In a remarkable legal decision, the UK Supreme Court has ruled against a U.S. computer scientist’s bid to register patents for inventions created by an artificial intelligence system, reinforcing the stance that inventors must be human or corporate entities, not machines.
Background of the Case
Stephen Thaler sought to obtain two patents in the UK for creations attributed to his AI system named DABUS, described as a “creativity machine.” Thaler’s endeavor was initially rejected by Britain’s Intellectual Property Office, which maintained that an inventor, under current legal frameworks, must be a natural person or a company rather than an AI system.
Supreme Court’s Decision
The Supreme Court, upholding the earlier decision, unanimously dismissed Thaler’s appeal. The court, led by Judge David Kitchin, emphasized that under UK patent law, an inventor is required to be a natural person. The ruling clarified that the case did not delve into broader questions about the patentability of technical advancements generated autonomously by AI, nor did it address whether the definition of ‘inventor’ should be expanded to include AI-powered machines.

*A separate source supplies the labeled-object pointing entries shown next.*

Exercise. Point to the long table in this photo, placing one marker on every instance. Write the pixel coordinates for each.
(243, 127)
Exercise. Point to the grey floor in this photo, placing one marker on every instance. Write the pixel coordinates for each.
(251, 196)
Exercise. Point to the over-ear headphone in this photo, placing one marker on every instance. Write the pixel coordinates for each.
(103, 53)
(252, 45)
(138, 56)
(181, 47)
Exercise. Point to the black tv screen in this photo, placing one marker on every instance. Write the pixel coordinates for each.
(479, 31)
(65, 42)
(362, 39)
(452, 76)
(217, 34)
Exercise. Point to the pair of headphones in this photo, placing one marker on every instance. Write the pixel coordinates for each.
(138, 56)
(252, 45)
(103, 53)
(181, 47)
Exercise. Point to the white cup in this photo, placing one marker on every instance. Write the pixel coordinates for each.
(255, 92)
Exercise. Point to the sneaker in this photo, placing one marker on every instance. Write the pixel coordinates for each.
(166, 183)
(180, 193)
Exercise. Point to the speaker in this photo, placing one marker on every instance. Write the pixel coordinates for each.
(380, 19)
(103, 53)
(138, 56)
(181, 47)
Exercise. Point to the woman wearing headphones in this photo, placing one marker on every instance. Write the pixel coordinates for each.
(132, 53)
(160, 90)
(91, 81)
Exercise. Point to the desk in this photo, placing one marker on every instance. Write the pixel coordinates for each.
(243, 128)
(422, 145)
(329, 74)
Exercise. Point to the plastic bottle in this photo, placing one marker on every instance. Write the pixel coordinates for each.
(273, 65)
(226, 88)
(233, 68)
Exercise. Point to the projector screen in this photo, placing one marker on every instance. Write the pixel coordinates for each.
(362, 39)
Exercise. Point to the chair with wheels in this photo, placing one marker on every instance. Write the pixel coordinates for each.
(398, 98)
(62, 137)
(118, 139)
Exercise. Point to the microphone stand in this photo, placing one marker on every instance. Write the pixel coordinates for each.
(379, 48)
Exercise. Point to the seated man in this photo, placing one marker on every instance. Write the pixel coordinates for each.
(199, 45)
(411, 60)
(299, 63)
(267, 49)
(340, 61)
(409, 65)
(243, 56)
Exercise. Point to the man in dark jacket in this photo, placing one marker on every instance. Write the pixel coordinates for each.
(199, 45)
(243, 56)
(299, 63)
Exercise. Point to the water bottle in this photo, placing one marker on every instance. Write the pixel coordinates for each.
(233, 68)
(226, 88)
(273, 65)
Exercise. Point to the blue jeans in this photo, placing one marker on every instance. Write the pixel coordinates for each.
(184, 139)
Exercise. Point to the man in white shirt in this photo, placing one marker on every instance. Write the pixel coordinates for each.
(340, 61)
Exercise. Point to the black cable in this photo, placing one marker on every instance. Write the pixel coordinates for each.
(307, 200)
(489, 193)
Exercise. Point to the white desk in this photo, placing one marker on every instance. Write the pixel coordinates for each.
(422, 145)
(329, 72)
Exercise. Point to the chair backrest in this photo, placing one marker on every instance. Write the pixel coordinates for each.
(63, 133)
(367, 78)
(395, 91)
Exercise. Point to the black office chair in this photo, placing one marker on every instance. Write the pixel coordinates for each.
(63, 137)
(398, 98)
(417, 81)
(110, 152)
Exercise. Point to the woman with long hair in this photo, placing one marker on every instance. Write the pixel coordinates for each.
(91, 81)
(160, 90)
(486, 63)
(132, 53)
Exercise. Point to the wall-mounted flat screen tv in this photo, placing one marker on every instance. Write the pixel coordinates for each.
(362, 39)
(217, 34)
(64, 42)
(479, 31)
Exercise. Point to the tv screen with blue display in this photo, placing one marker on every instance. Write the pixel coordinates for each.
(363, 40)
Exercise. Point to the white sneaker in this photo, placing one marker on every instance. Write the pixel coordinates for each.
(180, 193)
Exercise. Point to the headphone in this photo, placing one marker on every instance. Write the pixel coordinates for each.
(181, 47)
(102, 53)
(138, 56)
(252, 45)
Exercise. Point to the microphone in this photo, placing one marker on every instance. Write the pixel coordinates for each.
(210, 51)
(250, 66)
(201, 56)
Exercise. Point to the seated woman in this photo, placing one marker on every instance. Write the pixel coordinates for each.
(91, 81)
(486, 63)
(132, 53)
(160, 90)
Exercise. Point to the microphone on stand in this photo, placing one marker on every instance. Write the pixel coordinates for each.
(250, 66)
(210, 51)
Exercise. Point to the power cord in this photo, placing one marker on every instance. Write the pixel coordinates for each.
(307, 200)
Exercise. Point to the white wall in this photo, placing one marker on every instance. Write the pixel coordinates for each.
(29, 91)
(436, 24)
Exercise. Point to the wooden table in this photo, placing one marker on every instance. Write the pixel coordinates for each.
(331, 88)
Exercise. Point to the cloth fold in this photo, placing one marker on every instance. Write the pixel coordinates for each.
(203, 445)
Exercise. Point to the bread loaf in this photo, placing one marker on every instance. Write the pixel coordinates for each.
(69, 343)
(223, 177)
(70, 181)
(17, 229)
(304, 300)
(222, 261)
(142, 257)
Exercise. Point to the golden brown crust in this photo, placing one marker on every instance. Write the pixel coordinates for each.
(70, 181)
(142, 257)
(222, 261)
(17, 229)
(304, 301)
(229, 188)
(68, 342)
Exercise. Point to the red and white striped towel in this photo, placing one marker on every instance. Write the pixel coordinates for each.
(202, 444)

Reactions and Implications
Thaler’s legal team expressed disappointment, stating that the judgment reveals the inadequacy of current UK patent law for protecting inventions autonomously generated by AI machines. This ruling follows a similar defeat for Thaler in the United States, where the Supreme Court declined to consider a challenge against the U.S. Patent and Trademark Office’s refusal to issue patents for AI-created inventions.
Legal experts, like Giles Parsons of Browne Jacobson, were not surprised by the decision. Parsons noted that, for now, AI is regarded as a tool rather than an agent within the patent system. He anticipates that this perception may evolve in the medium term, suggesting that future legal frameworks could adapt to the advancing role of AI in innovation.